Dissecting the immune landscape interplay with endoplasmic reticulum stress-related signatures. (A, B) Comparative evaluation of ImmuneScore and TumorPurity metrics using the ESTIMATE algorithm, highlighting discrepancies between high- and low-risk groups. (CE) Correlation plots showcasing the nuanced association between Risk scores and metrics of immune cell abundance or infiltration, as decoded by the ESTIMATE, EPIC, and TIMER algorithms. These plots accentuate the intricate ties between risk scores and the immunological realm. (F) A visual representation of the differential abundance of 10 pivotal immune cell types across the High- and Low- risk cohorts, deduced using the MCPCounter algorithm. This juxtaposition underscores the potential immunosuppressive tendencies of the high-risk group. (G) Relationship between Risk scores and abundance between 24 immune cell types.

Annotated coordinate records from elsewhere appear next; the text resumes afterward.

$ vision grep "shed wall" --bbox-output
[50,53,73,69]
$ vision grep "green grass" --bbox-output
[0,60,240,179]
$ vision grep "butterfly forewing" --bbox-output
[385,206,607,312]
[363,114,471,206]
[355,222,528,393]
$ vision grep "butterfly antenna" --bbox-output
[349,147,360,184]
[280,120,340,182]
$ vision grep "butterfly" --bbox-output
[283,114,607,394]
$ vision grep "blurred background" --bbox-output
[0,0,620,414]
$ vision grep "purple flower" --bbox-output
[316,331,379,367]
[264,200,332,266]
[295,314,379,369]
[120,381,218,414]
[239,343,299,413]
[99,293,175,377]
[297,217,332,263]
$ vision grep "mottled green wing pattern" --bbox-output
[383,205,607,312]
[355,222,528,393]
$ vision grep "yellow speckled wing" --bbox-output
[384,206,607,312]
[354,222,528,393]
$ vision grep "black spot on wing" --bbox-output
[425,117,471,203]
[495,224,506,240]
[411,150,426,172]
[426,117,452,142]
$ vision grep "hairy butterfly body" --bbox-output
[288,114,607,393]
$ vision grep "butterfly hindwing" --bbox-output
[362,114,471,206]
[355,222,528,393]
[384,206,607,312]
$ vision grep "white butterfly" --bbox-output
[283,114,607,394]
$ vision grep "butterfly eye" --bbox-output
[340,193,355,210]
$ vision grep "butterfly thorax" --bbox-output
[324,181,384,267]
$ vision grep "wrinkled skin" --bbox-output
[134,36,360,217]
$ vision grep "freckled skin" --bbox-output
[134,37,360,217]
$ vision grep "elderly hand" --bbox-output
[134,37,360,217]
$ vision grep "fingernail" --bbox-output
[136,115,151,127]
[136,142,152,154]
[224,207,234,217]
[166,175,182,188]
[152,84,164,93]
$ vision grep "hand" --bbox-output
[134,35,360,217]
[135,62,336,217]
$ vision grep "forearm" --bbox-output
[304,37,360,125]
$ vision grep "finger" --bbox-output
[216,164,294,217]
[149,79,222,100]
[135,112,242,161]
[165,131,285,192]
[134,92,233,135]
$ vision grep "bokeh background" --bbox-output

Construction and validation of a predictive nomogram

To enhance the clinical applicability and translatability of our prognostic model, we embarked on the construction of a predictive nomogram utilizing the comprehensive dataset from TCGA. Our initial step was to discern the pivotal clinical parameters that would be integral to the nomogram. Employing multivariate Cox regression, we meticulously examined a suite of clinicopathological variables—spanning gender, age, pathological stages, and the risk score. This investigation spotlighted certain determinants, possessing marked significance (p < 0.001), which are depicted in Fig. 9A. With these insights, we architected a predictive nomogram, a synthesis of the pathological stages and the risk score, envisaged to provide clinicians with a tangible tool to prognosticate 1-, 3-, and 5-year OS for LUAD patients (Fig. 9B). To gauge the precision of our nomogram, we plotted ROC curves, which revealed encouraging AUC values: 0.79, 0.80, and 0.81 for the 1-, 3-, and 5-year OS intervals, respectively (Fig. 9C,D). Furthermore, the calibration curves, showcasing a promising alignment with the ideal diagonal, underscored the reliability of our nomogram (Fig. 9D). Validating this, our subsequent Kaplan-Meier survival analysis, which hinged on the risk delineation offered by the nomogram, corroborated our earlier findings—the high-risk cohort was plagued with a subpar prognosis (Fig. 9E). Lastly, we undertook a decision curve analysis. The insights were revelatory—the nomogram outshone both the pathological stages and the standalone risk score in its adeptness at forecasting the 1-, 3-, and 5-year overall survival trajectories for LUAD patients, a testament to its robustness (Fig. 9F–H).

Figure 9
figure 9

Comprehensive construction and validation of the prognostic nomogram. (A) Multivariate cox regression analysis highlighting the significance of clinical parameters: Gender, Age, Pathological Stages, and Risk score, in influencing LUAD prognosis. (B) A constructed predictive nomogram integrating the Risk score with Pathological Stages, offering clinicians a tangible tool to project 1-, 3-, and 5-year overall survival (OS) for LUAD patients. (C) ROC curves assessing the predictive precision of the nomogram across 1-, 3-, and 5-year OS intervals, with AUC values underscoring its reliability. (D) Calibration plot validating the nomogram's performance by comparing predicted versus observed 1-, 3-, and 5-year survival rates. (E) Kaplan–Meier survival curves, segregating patients based on the high and low risk scores derived from the nomogram, illustrating the differential survival outcomes between the two groups. (FH) Decision curve analysis offering a comparative insight into the clinical utility of the nomogram versus other clinical parameters, specifically for forecasting 1-year (F), 3-year (G), and 5-year (H) OS.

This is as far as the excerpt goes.